If you look at the incoming wavelet as well as the sinker laying against the Shark, this sucker is no nine footer


----------



## gshivar (Aug 29, 2006)

I think Kraus got us all! title "pleading the 5th" --- glenn


----------



## pods (Sep 10, 2013)

Garboman said:


> Looks to me to be a standard 4 foot Biter Shark
> 
> If you look at the incoming wavelet as well as the sinker laying against the Shark, this sucker is no nine footer


If that is a 9' Dusky where's the tail rope? Looks to be about a 4-5' Finetooth.


----------



## ncsharkman (Mar 12, 2011)

I believe that to be a "silky" shark. I haven't caught one in years but we used to catch them at Jennettes back when it was a fishing pier. The dorsal and pectorals look a bit long and pointed for a dusky but it could be one.
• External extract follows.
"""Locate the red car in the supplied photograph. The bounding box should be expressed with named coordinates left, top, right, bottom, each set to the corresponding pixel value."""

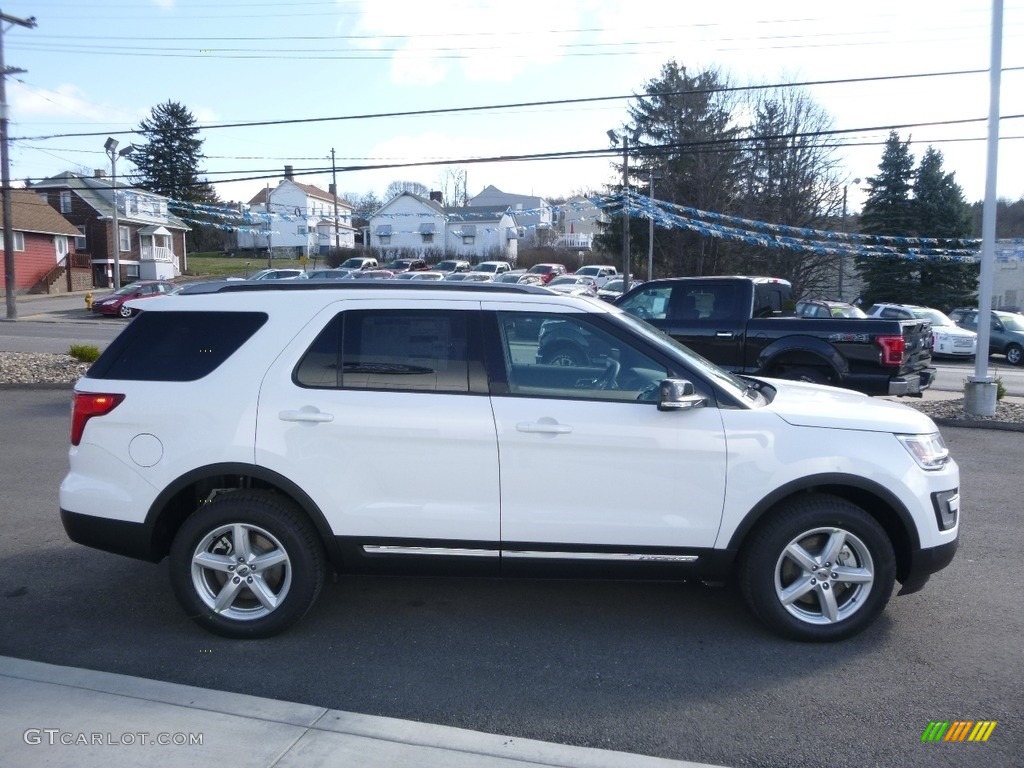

left=92, top=280, right=178, bottom=318
left=526, top=263, right=567, bottom=284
Pods could be right as the long gill slits look like a finetooth. Need more pictures to tell for sure!


----------



## Hatterasurf (Jun 28, 2015)

It's just under six feet.


----------



## dlpetrey (Oct 30, 2013)

Pretty shark nonetheless.


----------



## ez2cdave (Oct 13, 2008)

gshivar said:


> I think Kraus got us all! title "pleading the 5th" --- glenn


Soon, we'll be "drinking the fifth" . . . LOL !!!


----------



## Dr. Bubba (Nov 9, 1999)

finetooth


----------



## Aristokles (Mar 5, 2013)

porbeagle


----------



## moose22dog (Feb 17, 2010)

Looks like finetooth to me, but agree with the others. ( http://www.nmfs.noaa.gov/sfa/hms/species/sharks/rec_shark_id_placard.pdf ). And a big one at that, great fish and congrats! Thanks for the shark porn :beer: 
Tight lines moose


----------



## "ReelDeal" (Dec 27, 2014)

Nice fish kraus! Bet it was a fun catch!

R/D


----------



## tjbjornsen (Oct 31, 2009)

Zero idea what kind of shark that is, but do not use the sinker for size perspective. 
That sinker is hanging mid-air between the shark and the photographer, so it looks huge (in perspective) against the shark behind it. The line is coming from the corner of the shark's mouth up on a diagonal towards the upper left corner of the pic, to the tip of the rod which is out of the picture, and the sinker is hanging off of that line.
Looks to me like the camera/phone autofocused on the sinker and not the shark behind it, which is why the sinker is in slightly sharper focus than the shark.
TjB


----------